Life and time, however, are corrosive to
Love: wearing it down, slowly,
Imperceptibly, until
It’s gone.

And we, once
Knowing only love, found
The tide had gone out and had taken
Our forever – someplace – far away & longer ago

Looking back on forever, I can see now that we
Gave and took like waves, and like
Waves, we disappeared into
Nothingness

Forevering
As people will do, for a
Relatively short amount of time, before
All went dark before the slow setting of the sun


 

(“Looking Back On Forever” – 5-6-2016)

A Dating Memory

I wanted to seduce her with my wit;
She started laughing at my clumsiness.
I thought, “I’ll let my style do the bit” –
Then knocked over the wine, and made a mess

She came towards me with a yellow towel,
And I no more my laughter could abate:
Then her eyes shone when I laughed at myself
And I had done enough
For a first
Date


 

(“A Dating Memory” – 7-5-2015)

Arizona

I drive here as I drove long years ago
When my old father chatted by my side;
He spoke of hist’ry, mining and the flow
Of his thoughts, ever brimming long and wide.

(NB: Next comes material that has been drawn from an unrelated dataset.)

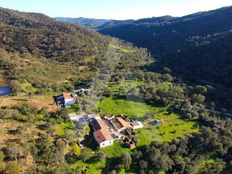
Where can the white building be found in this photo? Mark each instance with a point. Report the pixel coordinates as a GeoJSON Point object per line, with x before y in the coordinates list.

But now I ride alone in silent thought.
My father loved this land, and understood
That life is cruel, and time is precious bought —
And things that
Make you smile
Surely
Good


 

(“Arizona” – 11-8-2014)

The Weight of Memory

I woke this morning heavy in the thought
Of what it was when you were in the room;
And though these many years have changes wrought,
Your scent’s still in the air, your presence felt.

The dead still brushing by me in my day
With more of wistfulness than nearing doom:
As sense and mem’ry twine in interplay,
Amid the daily cards that I am dealt.

But how you shaped me those long years ago,
The threads of yours that weaved into my loom,
These make up who I am – and will, although
The solar heat of age my mind will melt.